Jose Antonio Abreu, a Venezuelan composer, began teaching classical music to youths living in poverty in 1975 at a garage in the slums of Caracas, Venezuela’s capital, where crime and drug abuse were prevalent. He later received the Venezuelan government’s support for the music education program, expanding the opportunity to more Venezuelan juveniles and poor children.
The Korean government has started recognizing the positive effect of “El Sistema” in recent years, applying the music-cures-underprivilege formula to welfare and education policies.
The Ministry of Health and Welfare has begun using both classical music education and psychotherapy to help poor children with physical disabilities or emotional development problems, under a program called “Emotional Development Service for Children” since 2007.
Children, aged between 8 and 13, living in a household with an income of less than 3.9 million won a month for a four-member family, are eligible for the music education and psychotherapy service.
Normally, the service involves a 60-minute musical instrument lesson per week and matching 60-minute therapy per week. The music teacher should be at least a university graduate who majored in classical music and the counselor should be certified in either in psychotherapy or music therapy.
Per child, it costs 150,000 won to 200,000 won but the child only pays 10,000 won to 20,000 won. The rest is covered by the government.
In 2010, a total of 2,440 children received the service per month across the nation.
“Local autonomous governments individually develop necessary services and the Welfare Ministry selects services and supports them,” said Paek Young-ha, an official at the social services department at the Welfare Ministry.
“Service providers include community orchestras and music schools, which makes services very practical and effective,” she said.
The Ministry of Education, Science and Technology joined the move recently.

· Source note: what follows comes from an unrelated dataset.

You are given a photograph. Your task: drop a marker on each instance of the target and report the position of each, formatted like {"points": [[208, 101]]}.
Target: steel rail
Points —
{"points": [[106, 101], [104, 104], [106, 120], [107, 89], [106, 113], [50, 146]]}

The ministry has decided to spend 5 billion won this year to support practice rooms, musical instruments and instructor recruitment for orchestral music education for 36 elementary schools, 22 middle schools and seven high schools across the nation.
More than 30 percent of the orchestra members should come from low-income households, according to the ministry.
However, Lee of the Aloysius Orchestra said the Korean version of El Sistema, in general, has a long way to go.
“El Sistema fever in Korea? Not yet,” Lee said.
Miracle of Music spokesperson Lee Gyu-rae said continuous sponsorship is more important than one-off donations.
“It’s not always about money. Some sponsors donate their musical instruments, some bus drivers offer a free ride from Busan to Seoul for the Aloysius Orchestra and some people offer to repair instruments for free. The point is what kind of help you’re willing to give,” she said.
In addition, Miracle of Music keeps looking to help hidden musical aspirants who are too poor to get lessons or buy instruments.
“Auditions are always available. We are still looking for more,” she stressed.